O Grupo Fictor ajuizou pedido de recuperação judicial na 3° Vara de Falências e Recuperações Judiciais de São Paulo, nesta segunda-feira. A defesa aponta dívida total de 4,257 bilhões e busca proteção para viabilizar pagamento aos credores. A ação cita a Sefer Investimentos DTVM como credora de 430 milhões.

A Sefer Investimentos DTVM, corretora com sede na Avenida Faria Lima, é alvo da segunda fase da Operação Compliance Zero, deflagrada pela Polícia Federal em 14 de janeiro. A investigação envolve fundos e corretoras ligados a uma suposta fraude bilionária associada ao Banco Master.

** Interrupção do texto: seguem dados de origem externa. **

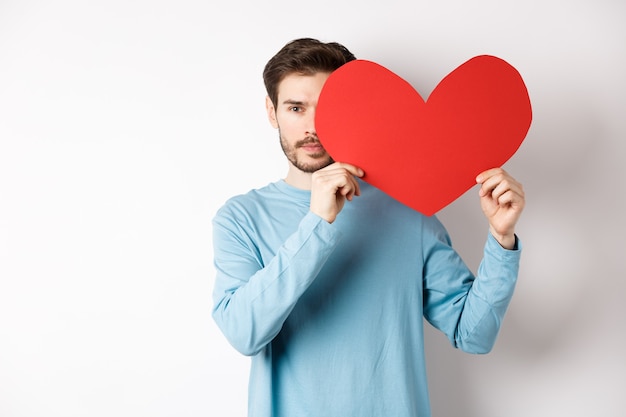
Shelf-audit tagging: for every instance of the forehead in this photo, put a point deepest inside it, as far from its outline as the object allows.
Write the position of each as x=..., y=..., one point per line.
x=297, y=86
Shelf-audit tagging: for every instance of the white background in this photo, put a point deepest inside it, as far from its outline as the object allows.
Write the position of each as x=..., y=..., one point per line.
x=124, y=125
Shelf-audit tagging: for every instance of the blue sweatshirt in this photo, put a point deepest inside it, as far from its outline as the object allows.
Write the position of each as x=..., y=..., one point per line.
x=332, y=314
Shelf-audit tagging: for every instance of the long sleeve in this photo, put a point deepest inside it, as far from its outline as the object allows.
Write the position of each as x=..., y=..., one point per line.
x=468, y=309
x=252, y=299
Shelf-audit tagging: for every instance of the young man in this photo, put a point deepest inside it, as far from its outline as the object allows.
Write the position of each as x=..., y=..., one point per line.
x=325, y=280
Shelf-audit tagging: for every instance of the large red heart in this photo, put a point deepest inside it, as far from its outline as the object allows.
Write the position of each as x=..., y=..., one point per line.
x=424, y=154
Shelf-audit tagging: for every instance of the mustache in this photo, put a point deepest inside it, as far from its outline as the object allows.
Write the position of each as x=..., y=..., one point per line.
x=308, y=140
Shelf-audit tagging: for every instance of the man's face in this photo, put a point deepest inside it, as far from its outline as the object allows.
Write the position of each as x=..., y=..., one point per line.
x=294, y=117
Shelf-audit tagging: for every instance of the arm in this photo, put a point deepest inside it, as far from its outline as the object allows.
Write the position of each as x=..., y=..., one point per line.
x=470, y=310
x=252, y=300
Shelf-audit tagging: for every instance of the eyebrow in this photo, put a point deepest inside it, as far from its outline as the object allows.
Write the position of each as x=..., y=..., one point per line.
x=294, y=102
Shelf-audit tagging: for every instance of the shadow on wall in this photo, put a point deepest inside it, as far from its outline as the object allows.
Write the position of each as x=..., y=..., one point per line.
x=561, y=163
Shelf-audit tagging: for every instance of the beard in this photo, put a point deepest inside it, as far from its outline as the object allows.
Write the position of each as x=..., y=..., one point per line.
x=322, y=159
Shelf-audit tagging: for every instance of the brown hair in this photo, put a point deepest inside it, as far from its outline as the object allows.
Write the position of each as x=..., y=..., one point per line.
x=303, y=56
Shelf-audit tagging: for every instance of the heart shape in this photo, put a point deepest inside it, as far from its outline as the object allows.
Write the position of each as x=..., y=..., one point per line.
x=424, y=154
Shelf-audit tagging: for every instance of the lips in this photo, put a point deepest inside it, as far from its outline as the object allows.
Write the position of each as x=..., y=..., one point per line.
x=311, y=146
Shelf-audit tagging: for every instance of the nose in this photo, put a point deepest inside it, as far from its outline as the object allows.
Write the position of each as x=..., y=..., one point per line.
x=310, y=122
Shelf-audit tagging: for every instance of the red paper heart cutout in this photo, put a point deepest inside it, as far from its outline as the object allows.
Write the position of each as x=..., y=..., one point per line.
x=424, y=154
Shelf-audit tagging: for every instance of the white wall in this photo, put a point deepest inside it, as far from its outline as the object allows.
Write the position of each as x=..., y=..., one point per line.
x=124, y=125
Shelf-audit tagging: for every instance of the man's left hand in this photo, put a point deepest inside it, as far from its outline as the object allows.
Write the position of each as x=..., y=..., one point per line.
x=502, y=200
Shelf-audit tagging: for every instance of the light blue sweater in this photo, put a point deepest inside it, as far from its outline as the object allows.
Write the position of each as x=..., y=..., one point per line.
x=332, y=314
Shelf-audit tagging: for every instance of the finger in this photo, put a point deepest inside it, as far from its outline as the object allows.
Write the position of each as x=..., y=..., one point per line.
x=485, y=175
x=353, y=169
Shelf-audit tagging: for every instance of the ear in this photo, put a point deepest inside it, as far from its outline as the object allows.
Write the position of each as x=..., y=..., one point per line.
x=271, y=112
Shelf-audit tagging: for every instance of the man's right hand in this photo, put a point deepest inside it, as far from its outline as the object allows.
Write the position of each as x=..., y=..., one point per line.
x=331, y=187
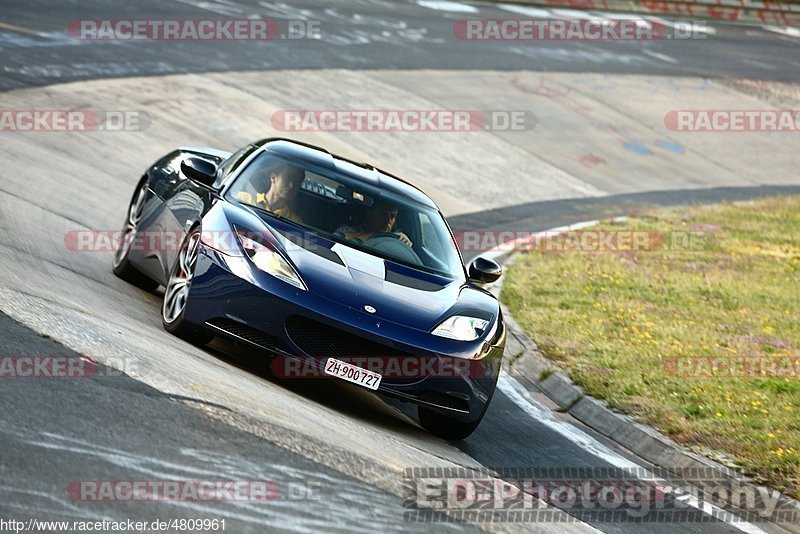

Segundo o pedido, o Fictor planejava aquisição do Master com aporte de 3 bilhões. A recuperação busca evitar a falência, com prazo estimado para votação do plano entre seis meses e um ano, conforme avaliação de especialistas. O processo tramita no STF, em apuração de inquérito no gabinete do ministro Dias Toffoli.

Credores relevantes

Entre os credores principais, constam investidores com 2,765 bilhões, American Express com 891 milhões e pagamentos a consultores de 10,5 milhões. A defesa sustenta que a recuperação é mais célula para preservação do grupo do que a falência.

A advogada Giovanna Michelleto, especialista em reestruturação, ressalta que a recuperação tende a ser mais rápida e menos onerosa para o conjunto de credores, em comparação à falência. O objetivo é estruturar pagamento conforme o plano homologado pela Justiça.

A reportagem não conseguiu contato com representantes do Grupo Fictor ou da Sefer Investimentos DTVM para comentar o caso. As informações constam do pedido de recuperação judicial e de fontes oficiais vinculadas ao processo.